- original UK Quad poster
- Directed by: Robert Asher
- Written by: Jack Davies Norman Wisdom
- Produced by: Hugh Stewart
- Starring: Norman Wisdom Edward Chapman Jerry Desmonde
- Cinematography: Jack Asher
- Edited by: Gerry Hambling
- Music by: Ron Goodwin
- Production company: The Rank Organisation
- Distributed by: Rank Film Distributors
- Release date: 30 November 1965 (London);
- Running time: 98 minutes
- Country: United Kingdom
- Language: English

= The Early Bird =

1965 British film by Robert Asher

The Early Bird is a 1965 British comedy film directed by Robert Asher and starring Norman Wisdom, Edward Chapman, Bryan Pringle, Richard Vernon, John Le Mesurier and Jerry Desmonde. It was the first Norman Wisdom film to be shot in colour and one of the last he made for Rank. The title is taken from the expression "the early bird catches the worm".

==Plot==
Norman Pitkin works for Grimsdale's Dairy as a milkman, in competition with Consolidated Dairies, an ever-growing rival company under the management of Walter Hunter.

Much of the humour centres on slapstick comedy, with Norman encountering various comedic escapades. These include being dragged around Mr Hunter's garden by an errant lawnmower and using the fire brigade's high pressure hosepipes to blast firemen off their ladders, after being called to a suspected fire at Consolidated Dairies' HQ.

==Cast==
- Norman Wisdom as Norman Pitkin
- Edward Chapman as Mr Thomas Grimsdale
- Jerry Desmonde as Mr Walter Hunter
- Paddie O'Neil as Mrs Gladwys Hoskins
- Bryan Pringle as Austin
- Richard Vernon as Sir Roger Wedgewood
- John Le Mesurier as Colonel Foster
- Peter Jeffrey as Fire Chief
- Penny Morrell as Miss Curry
- Marjie Lawrence as woman in negligee
- Frank Thornton as drunken doctor
- Dandy Nichols as woman flooded by milk
- Harry Locke as commissionaire
- Michael Bilton as nervous man
- Imogen Hassall as Sir Roger's secretary
- Tony Selby as Godfrey (uncredited)

==Production==
In February 1964 Rank announced it would make eight films at a cost of £4.5 million, including Almost a Hero with Norman Wisdom.

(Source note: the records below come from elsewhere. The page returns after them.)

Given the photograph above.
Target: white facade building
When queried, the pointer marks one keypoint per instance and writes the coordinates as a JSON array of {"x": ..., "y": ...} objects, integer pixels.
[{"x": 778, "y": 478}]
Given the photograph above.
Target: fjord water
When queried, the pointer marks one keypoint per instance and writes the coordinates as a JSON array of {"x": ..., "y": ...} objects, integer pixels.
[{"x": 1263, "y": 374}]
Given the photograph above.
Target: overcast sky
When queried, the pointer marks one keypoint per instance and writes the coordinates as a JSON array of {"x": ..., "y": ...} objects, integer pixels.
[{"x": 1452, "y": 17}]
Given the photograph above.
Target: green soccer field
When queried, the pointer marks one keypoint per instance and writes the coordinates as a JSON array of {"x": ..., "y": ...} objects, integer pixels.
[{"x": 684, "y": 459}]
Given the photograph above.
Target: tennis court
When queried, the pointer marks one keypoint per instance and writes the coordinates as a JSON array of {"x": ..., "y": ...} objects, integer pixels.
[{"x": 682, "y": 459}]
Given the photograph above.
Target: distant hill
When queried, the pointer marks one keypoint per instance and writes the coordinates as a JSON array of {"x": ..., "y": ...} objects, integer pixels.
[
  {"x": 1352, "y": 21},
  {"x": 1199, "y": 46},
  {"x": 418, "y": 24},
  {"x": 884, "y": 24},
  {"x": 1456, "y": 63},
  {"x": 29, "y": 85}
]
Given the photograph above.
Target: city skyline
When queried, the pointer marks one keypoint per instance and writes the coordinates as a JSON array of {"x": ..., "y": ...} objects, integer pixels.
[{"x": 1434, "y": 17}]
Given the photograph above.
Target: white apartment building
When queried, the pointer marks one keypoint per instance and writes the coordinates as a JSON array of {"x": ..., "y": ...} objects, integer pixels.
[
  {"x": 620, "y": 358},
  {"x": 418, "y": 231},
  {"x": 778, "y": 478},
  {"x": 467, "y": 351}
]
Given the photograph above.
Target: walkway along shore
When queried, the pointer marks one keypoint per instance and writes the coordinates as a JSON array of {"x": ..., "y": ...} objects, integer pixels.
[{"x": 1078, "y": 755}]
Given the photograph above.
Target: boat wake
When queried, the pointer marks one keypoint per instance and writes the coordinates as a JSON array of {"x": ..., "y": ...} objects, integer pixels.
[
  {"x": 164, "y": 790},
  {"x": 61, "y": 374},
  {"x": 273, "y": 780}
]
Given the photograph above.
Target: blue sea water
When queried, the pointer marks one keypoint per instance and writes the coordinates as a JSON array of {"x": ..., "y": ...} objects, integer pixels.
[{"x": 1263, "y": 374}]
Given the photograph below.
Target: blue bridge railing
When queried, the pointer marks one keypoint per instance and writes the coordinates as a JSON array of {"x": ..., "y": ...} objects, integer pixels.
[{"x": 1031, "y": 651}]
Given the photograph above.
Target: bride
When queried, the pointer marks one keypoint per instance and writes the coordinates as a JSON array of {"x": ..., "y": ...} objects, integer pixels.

It was the last of several films Hugh Stewart produced for Wisdom. Stewart called the movie "very good" but said when reunited with Wisdom he "knew as soon as I saw him... that something had happened to him. The iron had entered into his soul. I could tell straightaway and so could Bob. Bob said, "He's not the same man." And we made our last film together."

==Reception==

=== Box office ===
The film was one of the 15 most popular movies at the British box office in 1966.

=== Critical ===
The Monthly Film Bulletin wrote: "Routine Norman Wisdom vehicle, the only innovations being the use of colour, and the absence of a heroine who will see through her beau's clumsiness and regard him with loyal, loving admiration. The moments of pathos and sentimentality, evidently regarded as an essential ingredient in Wisdom's comedies, here mainly involve the horse, and are less embarrassing than the tasteless comedy with Mrs. Hoskins. As usual, the comedy relies heavily on crude slapstick, with a lengthy and repetitive prelude of tumbles downstairs, and two orgies of destruction – the first entailing the tearing-up of a garden by a runaway motor-mower, the second featuring an ordeal by water, foam and milk. These knockabout highlights are up to par, but the intervening material is weak, and the golf-course sequence with Wisdom impersonating a parson is particularly uninventive."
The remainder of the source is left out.